Ben gestured to the empty space on the sofa. “Join us, please.”
Charlotte sat down beside him. He reached for her hand, holding it tight. She could feel how tense he was, how weary of dealing with David and his problems, and gave his fingers a reassuring squeeze.
“As you’re probably aware,” Roy said, seated across from them, “Ben asked me to look into David’s story.”
Ben turned to Charlotte and said, “When David and I last spoke, he’d told Mary Jo he wanted a paternity test. She was against it, but because I asked her to comply, she did. Test results prove that Noelle is his daughter. There can be no doubt of that now.”
“Is David going to step up and accept responsibility?”
“He said he is,” Ben answered. “He came to me and explained that he’d left his job with the insurance company and is now working for a bank. He told me he’s trying to make positive changes in his life and asked for my help.”
“Financial help?” Charlotte asked.
“No, and that encouraged me. I felt for the first time in years that perhaps my son had learned his lesson and was willing to become the man I’ve always believed he could be.”

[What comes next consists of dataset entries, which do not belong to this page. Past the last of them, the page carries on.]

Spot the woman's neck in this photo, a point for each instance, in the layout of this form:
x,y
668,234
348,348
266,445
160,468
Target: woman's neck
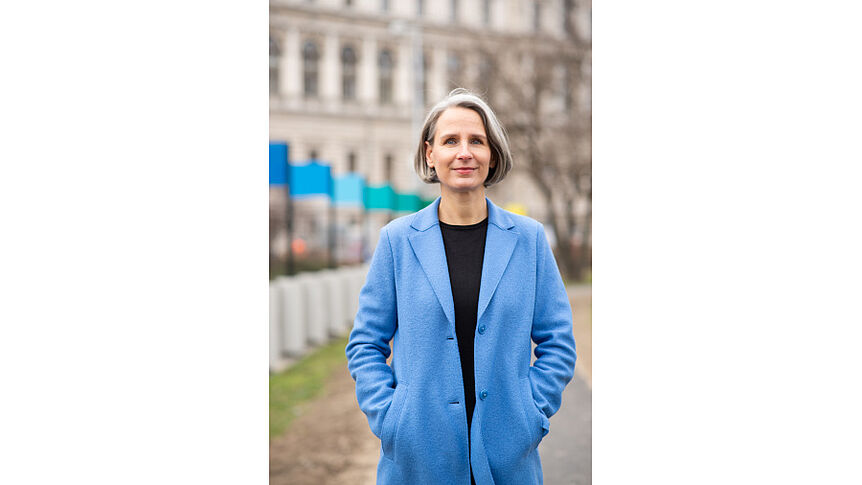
x,y
462,208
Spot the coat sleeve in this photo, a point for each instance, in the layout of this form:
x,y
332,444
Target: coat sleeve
x,y
368,346
552,332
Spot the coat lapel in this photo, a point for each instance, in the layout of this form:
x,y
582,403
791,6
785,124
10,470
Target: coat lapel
x,y
499,245
427,244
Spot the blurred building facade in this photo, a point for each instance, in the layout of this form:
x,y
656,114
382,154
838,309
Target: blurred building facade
x,y
351,80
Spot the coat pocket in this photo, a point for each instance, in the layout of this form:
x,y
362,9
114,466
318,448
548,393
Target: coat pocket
x,y
390,422
541,422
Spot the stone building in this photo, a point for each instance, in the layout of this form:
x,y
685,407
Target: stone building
x,y
351,80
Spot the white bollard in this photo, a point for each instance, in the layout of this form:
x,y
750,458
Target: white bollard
x,y
276,362
294,335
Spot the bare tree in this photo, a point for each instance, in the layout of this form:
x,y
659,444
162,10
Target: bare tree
x,y
540,88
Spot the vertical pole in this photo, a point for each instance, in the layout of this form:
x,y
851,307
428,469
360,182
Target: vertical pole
x,y
331,231
290,265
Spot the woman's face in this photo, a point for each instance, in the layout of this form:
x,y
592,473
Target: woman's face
x,y
460,152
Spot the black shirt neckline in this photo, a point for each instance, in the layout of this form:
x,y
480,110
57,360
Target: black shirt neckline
x,y
468,226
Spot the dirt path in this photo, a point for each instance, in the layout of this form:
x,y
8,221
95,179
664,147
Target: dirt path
x,y
331,444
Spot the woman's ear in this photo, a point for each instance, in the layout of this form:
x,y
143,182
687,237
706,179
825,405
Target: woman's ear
x,y
428,154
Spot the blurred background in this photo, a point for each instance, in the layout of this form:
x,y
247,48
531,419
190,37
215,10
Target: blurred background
x,y
350,83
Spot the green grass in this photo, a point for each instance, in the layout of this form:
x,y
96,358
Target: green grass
x,y
303,381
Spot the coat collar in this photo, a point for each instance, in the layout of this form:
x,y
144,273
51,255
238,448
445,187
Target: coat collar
x,y
427,217
427,244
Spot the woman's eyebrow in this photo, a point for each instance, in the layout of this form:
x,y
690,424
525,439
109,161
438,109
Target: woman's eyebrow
x,y
448,135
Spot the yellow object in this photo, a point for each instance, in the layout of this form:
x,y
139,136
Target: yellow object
x,y
516,208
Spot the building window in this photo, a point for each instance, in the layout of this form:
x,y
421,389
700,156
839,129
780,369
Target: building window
x,y
485,76
348,73
426,68
351,162
274,58
537,15
568,21
453,69
310,58
386,67
387,168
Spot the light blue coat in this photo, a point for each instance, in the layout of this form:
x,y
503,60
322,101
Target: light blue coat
x,y
416,405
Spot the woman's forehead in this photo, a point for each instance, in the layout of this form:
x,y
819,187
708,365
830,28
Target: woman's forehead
x,y
457,118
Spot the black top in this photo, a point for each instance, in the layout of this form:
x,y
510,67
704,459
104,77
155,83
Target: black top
x,y
465,250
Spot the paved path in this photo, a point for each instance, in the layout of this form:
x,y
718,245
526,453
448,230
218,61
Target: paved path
x,y
567,450
330,444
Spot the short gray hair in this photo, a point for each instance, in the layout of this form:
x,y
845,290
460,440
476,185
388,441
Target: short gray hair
x,y
494,131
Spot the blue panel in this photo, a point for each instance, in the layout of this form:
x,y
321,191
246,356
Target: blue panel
x,y
348,190
310,179
278,163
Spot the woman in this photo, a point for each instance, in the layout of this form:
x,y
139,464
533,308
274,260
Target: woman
x,y
460,288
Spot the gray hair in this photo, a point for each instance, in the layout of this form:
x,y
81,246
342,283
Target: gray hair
x,y
494,131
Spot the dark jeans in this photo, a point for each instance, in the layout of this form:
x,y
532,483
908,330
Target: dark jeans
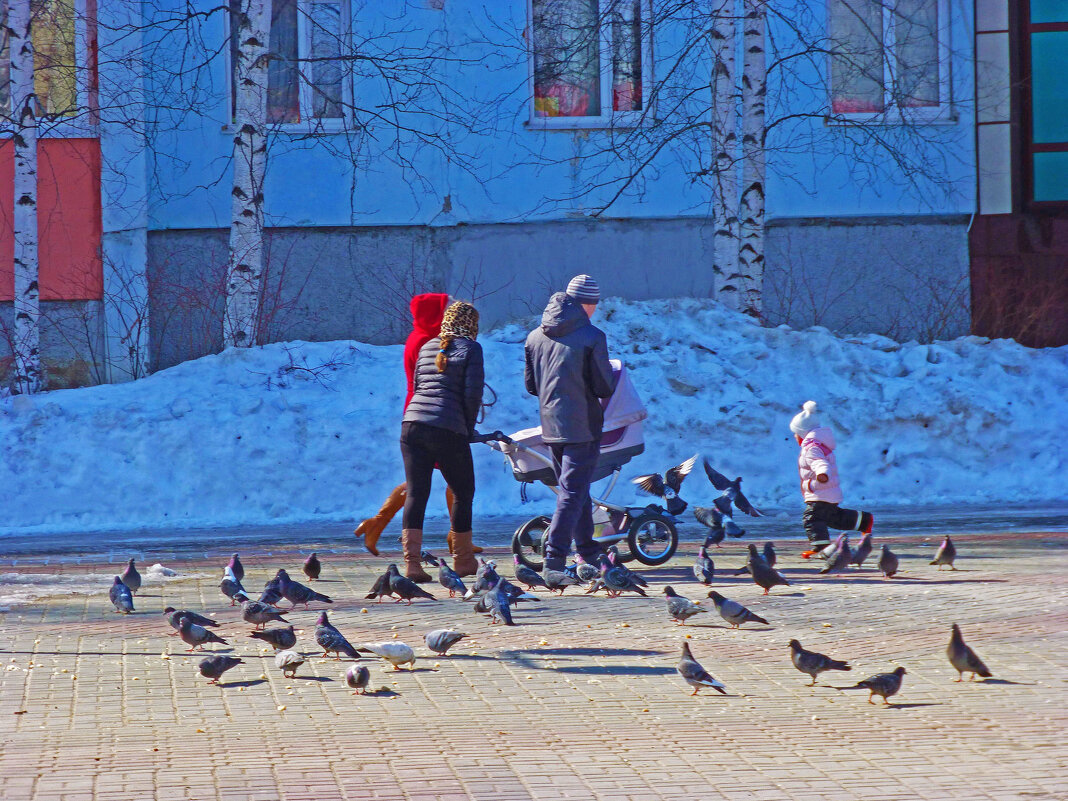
x,y
423,448
574,464
819,516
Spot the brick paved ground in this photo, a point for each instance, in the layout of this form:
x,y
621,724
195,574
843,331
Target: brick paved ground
x,y
581,700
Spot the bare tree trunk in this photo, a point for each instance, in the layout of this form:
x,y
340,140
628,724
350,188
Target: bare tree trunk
x,y
725,141
27,304
751,211
251,27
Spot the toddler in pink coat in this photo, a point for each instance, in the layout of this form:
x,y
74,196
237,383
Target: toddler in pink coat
x,y
819,482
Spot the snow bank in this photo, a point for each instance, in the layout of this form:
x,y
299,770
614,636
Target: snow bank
x,y
300,432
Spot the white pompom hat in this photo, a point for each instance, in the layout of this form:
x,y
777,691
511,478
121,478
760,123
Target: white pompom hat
x,y
805,420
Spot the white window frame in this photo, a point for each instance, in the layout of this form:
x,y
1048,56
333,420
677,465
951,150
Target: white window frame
x,y
892,113
611,119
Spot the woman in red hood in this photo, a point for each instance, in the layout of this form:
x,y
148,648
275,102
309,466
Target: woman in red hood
x,y
426,313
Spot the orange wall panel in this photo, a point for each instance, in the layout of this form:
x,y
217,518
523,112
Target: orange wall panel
x,y
68,219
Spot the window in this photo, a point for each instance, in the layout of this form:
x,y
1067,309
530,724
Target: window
x,y
307,79
890,58
590,64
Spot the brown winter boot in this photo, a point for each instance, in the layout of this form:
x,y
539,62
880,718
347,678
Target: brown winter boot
x,y
372,528
464,563
412,540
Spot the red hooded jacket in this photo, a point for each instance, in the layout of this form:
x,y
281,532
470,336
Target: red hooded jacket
x,y
426,313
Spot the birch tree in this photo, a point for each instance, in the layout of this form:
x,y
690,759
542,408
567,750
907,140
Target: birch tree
x,y
246,268
27,305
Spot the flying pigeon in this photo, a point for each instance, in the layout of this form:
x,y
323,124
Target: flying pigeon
x,y
131,578
121,597
668,486
312,566
882,684
813,663
214,666
441,640
946,553
963,659
694,675
288,661
331,640
734,612
279,639
732,493
680,609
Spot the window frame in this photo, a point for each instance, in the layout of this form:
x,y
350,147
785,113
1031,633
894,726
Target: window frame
x,y
892,113
612,119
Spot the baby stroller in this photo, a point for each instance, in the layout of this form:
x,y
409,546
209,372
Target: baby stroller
x,y
650,534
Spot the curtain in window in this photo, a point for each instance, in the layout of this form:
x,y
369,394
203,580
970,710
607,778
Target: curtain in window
x,y
854,28
566,58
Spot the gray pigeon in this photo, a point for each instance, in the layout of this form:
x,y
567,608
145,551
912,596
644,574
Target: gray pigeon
x,y
694,675
946,553
358,677
680,609
214,666
121,597
734,612
197,637
882,684
888,562
279,639
813,663
331,640
963,659
441,640
131,578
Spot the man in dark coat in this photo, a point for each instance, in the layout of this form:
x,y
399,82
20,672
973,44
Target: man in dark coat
x,y
567,367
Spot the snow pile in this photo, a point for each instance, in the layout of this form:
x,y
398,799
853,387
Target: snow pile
x,y
299,432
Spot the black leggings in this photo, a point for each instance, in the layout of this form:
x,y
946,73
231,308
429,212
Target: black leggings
x,y
423,448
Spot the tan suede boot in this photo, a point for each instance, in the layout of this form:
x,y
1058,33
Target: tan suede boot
x,y
464,563
371,529
412,542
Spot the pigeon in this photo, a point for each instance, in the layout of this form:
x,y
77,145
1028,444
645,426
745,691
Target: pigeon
x,y
881,684
862,551
732,493
704,568
331,640
297,593
527,576
946,553
813,663
288,661
763,574
121,597
260,614
358,677
214,666
404,587
195,637
694,675
888,563
450,579
963,659
441,640
734,612
394,653
312,566
680,609
131,578
668,486
279,639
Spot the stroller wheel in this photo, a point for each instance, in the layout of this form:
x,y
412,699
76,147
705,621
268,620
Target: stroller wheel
x,y
527,543
653,538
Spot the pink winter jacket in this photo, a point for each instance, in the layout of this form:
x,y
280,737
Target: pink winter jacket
x,y
817,457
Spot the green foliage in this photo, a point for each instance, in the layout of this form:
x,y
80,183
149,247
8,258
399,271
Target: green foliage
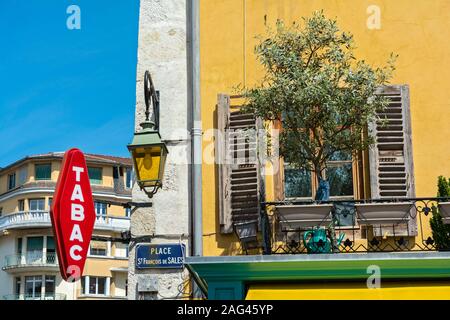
x,y
441,231
321,93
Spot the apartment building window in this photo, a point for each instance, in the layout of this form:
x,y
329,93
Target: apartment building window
x,y
21,205
50,286
11,181
36,204
95,175
43,171
98,248
17,285
23,175
33,287
19,246
301,183
100,208
95,285
129,178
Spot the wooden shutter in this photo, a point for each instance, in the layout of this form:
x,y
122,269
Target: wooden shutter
x,y
236,156
390,159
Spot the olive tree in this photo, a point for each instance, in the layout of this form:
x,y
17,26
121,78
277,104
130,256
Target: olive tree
x,y
322,95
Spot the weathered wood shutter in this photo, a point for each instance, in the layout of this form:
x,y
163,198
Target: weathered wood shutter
x,y
237,159
391,158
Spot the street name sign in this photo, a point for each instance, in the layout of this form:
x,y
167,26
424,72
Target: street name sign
x,y
160,256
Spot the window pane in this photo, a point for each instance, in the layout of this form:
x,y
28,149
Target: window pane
x,y
297,183
21,205
101,286
341,156
35,244
100,208
43,171
129,177
11,181
37,204
92,285
49,285
23,175
341,180
345,214
95,175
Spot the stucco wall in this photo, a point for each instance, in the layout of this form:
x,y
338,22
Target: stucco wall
x,y
162,51
416,30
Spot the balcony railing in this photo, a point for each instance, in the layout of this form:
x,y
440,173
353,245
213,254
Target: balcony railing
x,y
41,219
353,226
30,259
56,296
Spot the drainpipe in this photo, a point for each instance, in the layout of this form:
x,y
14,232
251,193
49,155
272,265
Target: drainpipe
x,y
193,39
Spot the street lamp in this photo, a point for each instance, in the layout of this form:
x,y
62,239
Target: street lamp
x,y
148,151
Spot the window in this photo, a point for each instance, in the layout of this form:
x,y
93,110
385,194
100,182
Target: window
x,y
23,175
51,250
19,246
129,178
339,173
100,208
98,248
11,181
50,286
43,171
297,183
17,285
95,175
21,205
94,285
33,287
37,204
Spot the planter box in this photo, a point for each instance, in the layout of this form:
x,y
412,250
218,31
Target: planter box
x,y
383,213
444,210
304,216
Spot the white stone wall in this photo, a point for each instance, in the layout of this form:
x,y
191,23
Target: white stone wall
x,y
162,51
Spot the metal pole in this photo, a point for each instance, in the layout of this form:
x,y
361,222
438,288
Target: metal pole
x,y
196,131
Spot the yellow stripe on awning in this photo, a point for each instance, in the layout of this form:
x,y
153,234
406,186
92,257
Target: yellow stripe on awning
x,y
351,291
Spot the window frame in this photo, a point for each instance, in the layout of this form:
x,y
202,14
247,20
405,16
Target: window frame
x,y
42,164
95,181
13,177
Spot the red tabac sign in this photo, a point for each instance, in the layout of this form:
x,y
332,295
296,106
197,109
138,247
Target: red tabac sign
x,y
73,215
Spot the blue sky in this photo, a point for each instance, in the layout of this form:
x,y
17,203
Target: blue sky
x,y
62,88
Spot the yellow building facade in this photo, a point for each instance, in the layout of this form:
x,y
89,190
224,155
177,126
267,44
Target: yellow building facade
x,y
27,249
417,32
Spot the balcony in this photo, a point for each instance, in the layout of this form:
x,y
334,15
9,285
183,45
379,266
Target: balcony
x,y
31,261
354,226
41,219
56,296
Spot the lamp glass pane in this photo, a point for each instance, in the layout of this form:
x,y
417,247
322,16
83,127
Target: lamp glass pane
x,y
148,162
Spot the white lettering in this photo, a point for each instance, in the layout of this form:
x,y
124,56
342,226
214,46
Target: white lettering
x,y
74,256
77,194
77,212
76,233
78,172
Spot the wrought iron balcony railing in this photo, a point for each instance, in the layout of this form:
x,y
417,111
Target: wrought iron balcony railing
x,y
348,226
48,296
31,259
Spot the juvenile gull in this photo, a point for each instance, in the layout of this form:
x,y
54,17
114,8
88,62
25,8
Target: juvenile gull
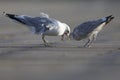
x,y
43,25
90,29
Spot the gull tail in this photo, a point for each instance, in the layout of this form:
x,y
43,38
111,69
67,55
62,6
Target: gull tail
x,y
14,17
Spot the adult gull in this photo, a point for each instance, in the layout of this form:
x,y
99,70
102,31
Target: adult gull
x,y
43,25
90,29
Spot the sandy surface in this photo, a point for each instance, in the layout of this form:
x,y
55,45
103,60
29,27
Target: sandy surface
x,y
23,56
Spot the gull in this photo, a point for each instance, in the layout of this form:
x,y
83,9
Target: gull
x,y
43,25
90,29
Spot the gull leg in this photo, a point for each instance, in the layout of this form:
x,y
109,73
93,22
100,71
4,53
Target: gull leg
x,y
90,41
45,42
62,37
87,43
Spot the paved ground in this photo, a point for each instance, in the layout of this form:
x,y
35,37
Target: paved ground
x,y
23,56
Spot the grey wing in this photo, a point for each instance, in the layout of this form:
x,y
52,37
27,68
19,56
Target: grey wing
x,y
40,23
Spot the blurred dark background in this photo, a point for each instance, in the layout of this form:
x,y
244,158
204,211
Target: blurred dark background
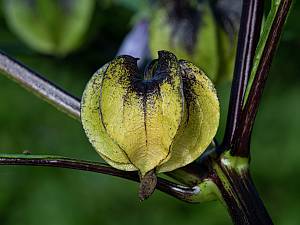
x,y
33,196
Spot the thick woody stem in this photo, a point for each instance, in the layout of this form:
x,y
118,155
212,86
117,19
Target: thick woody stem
x,y
40,86
184,193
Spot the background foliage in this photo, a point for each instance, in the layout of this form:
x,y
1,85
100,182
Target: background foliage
x,y
55,196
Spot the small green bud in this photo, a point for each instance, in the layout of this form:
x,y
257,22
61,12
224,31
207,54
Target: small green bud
x,y
152,122
203,32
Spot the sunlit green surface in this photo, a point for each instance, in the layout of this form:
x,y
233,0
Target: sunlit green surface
x,y
34,196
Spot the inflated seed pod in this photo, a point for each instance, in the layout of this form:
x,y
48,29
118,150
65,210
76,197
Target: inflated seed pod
x,y
152,122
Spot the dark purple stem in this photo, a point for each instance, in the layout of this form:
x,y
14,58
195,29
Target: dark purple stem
x,y
242,138
249,32
181,192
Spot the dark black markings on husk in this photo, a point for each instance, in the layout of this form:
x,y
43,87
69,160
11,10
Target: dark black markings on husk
x,y
146,85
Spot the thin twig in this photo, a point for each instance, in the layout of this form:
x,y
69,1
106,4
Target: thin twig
x,y
250,25
40,86
241,147
181,192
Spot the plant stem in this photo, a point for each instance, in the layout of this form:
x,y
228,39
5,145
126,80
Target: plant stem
x,y
40,86
250,25
241,146
181,192
237,191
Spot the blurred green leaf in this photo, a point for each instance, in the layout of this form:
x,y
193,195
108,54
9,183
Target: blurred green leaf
x,y
49,26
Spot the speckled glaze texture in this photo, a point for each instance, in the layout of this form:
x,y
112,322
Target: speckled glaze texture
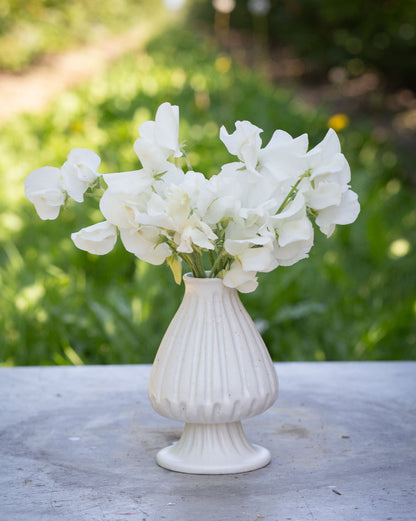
x,y
212,368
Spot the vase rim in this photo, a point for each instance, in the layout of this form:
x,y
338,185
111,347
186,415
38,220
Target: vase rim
x,y
189,278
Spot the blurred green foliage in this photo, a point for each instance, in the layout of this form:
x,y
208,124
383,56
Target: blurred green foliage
x,y
29,28
355,35
355,298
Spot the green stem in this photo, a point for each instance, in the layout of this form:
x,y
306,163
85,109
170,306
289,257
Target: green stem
x,y
216,268
293,192
198,264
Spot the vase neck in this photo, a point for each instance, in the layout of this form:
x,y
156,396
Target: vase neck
x,y
205,287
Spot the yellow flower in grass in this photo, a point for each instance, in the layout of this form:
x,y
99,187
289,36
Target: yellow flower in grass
x,y
338,122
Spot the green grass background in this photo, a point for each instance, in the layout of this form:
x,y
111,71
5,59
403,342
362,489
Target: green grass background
x,y
353,299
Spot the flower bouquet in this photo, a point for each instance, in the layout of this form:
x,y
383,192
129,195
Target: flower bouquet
x,y
212,368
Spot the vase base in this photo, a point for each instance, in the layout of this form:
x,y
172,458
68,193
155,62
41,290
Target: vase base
x,y
213,449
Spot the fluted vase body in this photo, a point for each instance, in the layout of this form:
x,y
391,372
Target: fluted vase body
x,y
211,371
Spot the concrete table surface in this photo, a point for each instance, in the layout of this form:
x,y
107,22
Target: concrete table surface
x,y
79,443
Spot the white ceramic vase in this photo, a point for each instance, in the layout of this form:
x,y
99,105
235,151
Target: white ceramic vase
x,y
211,371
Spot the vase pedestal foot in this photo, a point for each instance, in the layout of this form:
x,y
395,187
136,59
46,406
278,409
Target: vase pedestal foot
x,y
214,448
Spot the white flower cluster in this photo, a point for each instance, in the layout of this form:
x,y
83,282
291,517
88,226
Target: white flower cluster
x,y
253,216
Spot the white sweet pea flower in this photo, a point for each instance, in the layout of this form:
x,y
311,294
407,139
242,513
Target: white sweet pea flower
x,y
344,213
79,172
294,233
43,188
243,281
98,239
144,243
244,142
194,232
159,139
126,195
284,157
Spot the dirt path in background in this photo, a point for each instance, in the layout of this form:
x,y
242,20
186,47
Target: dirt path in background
x,y
35,88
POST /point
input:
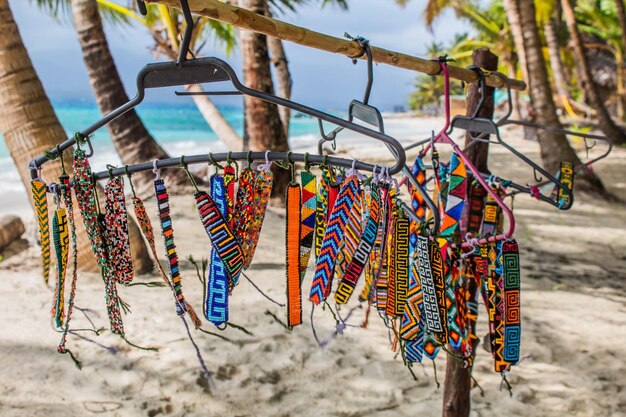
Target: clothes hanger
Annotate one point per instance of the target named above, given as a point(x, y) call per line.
point(363, 111)
point(443, 137)
point(484, 126)
point(206, 70)
point(505, 120)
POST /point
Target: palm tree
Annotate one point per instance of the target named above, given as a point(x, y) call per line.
point(554, 146)
point(30, 126)
point(263, 128)
point(605, 122)
point(165, 25)
point(602, 20)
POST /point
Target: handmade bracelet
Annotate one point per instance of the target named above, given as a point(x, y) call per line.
point(60, 237)
point(245, 206)
point(94, 225)
point(361, 256)
point(40, 199)
point(116, 220)
point(324, 269)
point(512, 323)
point(351, 236)
point(216, 285)
point(221, 236)
point(320, 212)
point(401, 265)
point(263, 189)
point(292, 239)
point(167, 231)
point(307, 219)
point(66, 195)
point(455, 197)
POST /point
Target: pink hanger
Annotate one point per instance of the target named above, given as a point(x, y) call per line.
point(444, 138)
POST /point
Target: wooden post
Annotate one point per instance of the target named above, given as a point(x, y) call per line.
point(458, 382)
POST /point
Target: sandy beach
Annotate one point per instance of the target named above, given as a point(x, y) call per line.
point(573, 320)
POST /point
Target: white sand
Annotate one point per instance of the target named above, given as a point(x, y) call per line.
point(573, 308)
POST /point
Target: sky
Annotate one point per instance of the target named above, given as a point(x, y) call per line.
point(320, 79)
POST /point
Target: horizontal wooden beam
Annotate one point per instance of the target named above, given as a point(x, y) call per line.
point(245, 19)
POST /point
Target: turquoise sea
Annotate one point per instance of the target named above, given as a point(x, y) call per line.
point(179, 127)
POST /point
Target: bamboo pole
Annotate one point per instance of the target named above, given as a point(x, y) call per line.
point(245, 19)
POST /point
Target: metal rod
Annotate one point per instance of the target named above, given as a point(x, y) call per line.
point(252, 156)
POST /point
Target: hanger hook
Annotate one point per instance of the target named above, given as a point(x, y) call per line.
point(155, 168)
point(184, 44)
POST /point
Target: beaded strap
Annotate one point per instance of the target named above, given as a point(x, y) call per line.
point(94, 225)
point(167, 231)
point(60, 235)
point(38, 189)
point(455, 200)
point(294, 292)
point(216, 286)
point(417, 204)
point(566, 177)
point(116, 219)
point(512, 324)
point(374, 262)
point(324, 269)
point(307, 220)
point(381, 275)
point(320, 213)
point(361, 255)
point(351, 236)
point(472, 283)
point(245, 206)
point(476, 198)
point(222, 238)
point(229, 185)
point(66, 196)
point(498, 331)
point(412, 324)
point(401, 265)
point(263, 189)
point(110, 288)
point(451, 279)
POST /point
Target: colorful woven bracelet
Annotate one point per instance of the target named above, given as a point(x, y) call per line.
point(512, 323)
point(66, 195)
point(167, 231)
point(293, 233)
point(116, 219)
point(216, 286)
point(324, 269)
point(361, 256)
point(263, 189)
point(221, 236)
point(60, 235)
point(307, 219)
point(40, 198)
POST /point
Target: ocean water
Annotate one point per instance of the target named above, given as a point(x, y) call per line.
point(178, 127)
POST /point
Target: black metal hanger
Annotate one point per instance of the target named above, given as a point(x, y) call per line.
point(484, 127)
point(206, 70)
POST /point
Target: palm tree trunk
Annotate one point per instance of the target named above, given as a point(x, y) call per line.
point(605, 122)
point(554, 146)
point(263, 128)
point(513, 16)
point(130, 137)
point(621, 17)
point(30, 127)
point(283, 78)
point(216, 120)
point(554, 49)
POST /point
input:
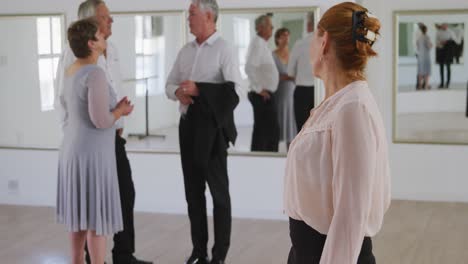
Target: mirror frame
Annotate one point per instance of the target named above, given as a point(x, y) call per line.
point(64, 30)
point(396, 15)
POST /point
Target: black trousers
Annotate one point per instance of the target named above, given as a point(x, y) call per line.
point(124, 241)
point(265, 135)
point(441, 67)
point(303, 102)
point(308, 244)
point(212, 170)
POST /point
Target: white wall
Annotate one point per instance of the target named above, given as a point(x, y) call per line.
point(420, 172)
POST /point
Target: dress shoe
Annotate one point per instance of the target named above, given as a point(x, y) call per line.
point(197, 260)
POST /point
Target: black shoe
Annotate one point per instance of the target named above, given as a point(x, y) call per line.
point(197, 260)
point(139, 261)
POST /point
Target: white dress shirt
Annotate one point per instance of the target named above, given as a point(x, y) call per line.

Charlotte’s gaze flew to Roy, unsure why Ben had involved him.
“The thing is, I’ve been led down the garden path with David before,” Ben continued. “It’s difficult for me to judge his sincerity because, as his father, I naturally lean toward trusting him. But rather than blindly accept his word this time, I asked Roy to check out David’s story.”
Roy bent down to open his briefcase. “I have a full written report for you here,” the investigator told them, getting up to pass Ben a file folder.